O texto, da responsabilidade do chefe da delegação do PSD no Parlamento Europeu, foi aprovado com 537 votos a favor, 17 contra e 83 abstenções. O deputado famalicense fala de um sinal político importante «num momento em que a União Europeia enfrenta o desafio de conciliar ambição climática, competitividade industrial e autonomia estratégica». Paulo Cunha reforça que «a Europa precisa de garantir que a descarbonização fortalece a sua indústria em vez de enfraquecer a sua capacidade produtiva».
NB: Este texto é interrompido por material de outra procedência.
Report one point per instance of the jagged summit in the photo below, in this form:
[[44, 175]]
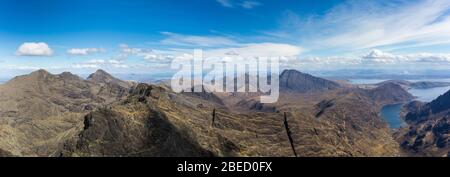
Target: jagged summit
[[301, 82], [100, 75]]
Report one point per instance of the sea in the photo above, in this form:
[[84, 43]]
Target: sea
[[391, 113]]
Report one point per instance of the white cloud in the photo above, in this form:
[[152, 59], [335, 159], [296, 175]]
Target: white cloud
[[257, 50], [100, 63], [196, 41], [246, 4], [250, 4], [374, 59], [85, 51], [225, 3], [34, 49], [377, 56], [361, 25]]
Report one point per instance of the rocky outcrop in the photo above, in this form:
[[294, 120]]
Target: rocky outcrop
[[389, 93], [429, 129], [296, 81], [40, 110]]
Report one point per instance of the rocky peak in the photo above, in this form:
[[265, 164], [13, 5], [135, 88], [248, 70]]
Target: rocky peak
[[40, 72], [101, 76], [68, 76], [298, 81]]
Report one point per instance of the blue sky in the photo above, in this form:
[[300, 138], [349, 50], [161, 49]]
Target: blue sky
[[143, 36]]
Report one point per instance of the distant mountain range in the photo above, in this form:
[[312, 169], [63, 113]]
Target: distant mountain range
[[42, 114]]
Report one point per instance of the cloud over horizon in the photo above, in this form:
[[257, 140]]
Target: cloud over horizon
[[34, 49]]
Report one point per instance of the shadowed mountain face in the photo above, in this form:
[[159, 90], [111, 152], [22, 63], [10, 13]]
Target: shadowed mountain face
[[300, 82], [41, 109], [140, 126], [389, 93], [63, 115], [429, 130]]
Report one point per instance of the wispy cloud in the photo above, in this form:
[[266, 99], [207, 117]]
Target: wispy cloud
[[85, 51], [359, 25], [100, 63], [34, 49], [246, 4], [195, 41]]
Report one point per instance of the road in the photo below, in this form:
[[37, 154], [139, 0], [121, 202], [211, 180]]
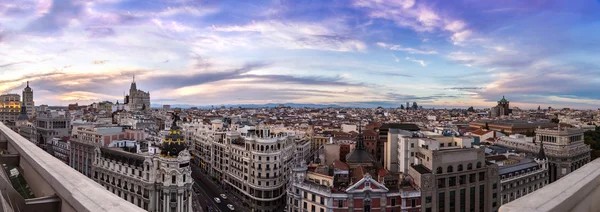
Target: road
[[208, 190]]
O relatório define as novas orientações técnicas e financeiras plurianuais do fundo europeu, um dos principais instrumentos de apoio à inovação industrial e à descarbonização dos setores do carvão e do aço. Entre as prioridades estão o reforço do investimento em tecnologias limpas, o apoio à transição energética da indústria pesada europeia e a promoção de processos industriais mais sustentáveis e competitivos.
O programa prevê o prolongamento do fundo até 2034 e o reforço dos recursos financeiros disponíveis, procurando garantir maior previsibilidade para os investimentos europeus em investigação e inovação industrial. O relatório inclui igualmente uma dimensão de transição justa, direcionada para regiões e setores mais expostos aos impactos económicos da descarbonização.
O Fundo de Investigação para o Carvão e o Aço permitirá apoiar projetos de inovação ligados à modernização e inovação industrial, à produção mais eficiente e sustentável e ao desenvolvimento de novas tecnologias para setores industriais estratégicos, contribuindo para preservar emprego qualificado e capacidade produtiva dentro da União Europeia.
Num contexto internacional marcado pela crescente competição tecnológica, pelas tensões geopolíticas e pela necessidade de reforçar a autonomia estratégica europeia, Paulo Cunha considera que a capacidade industrial da UE «assume uma importância central para o futuro económico e político europeu» e que «a transição climática só será sustentável se a Europa continuar a produzir, inovar e criar emprego qualificado dentro do seu espaço económico».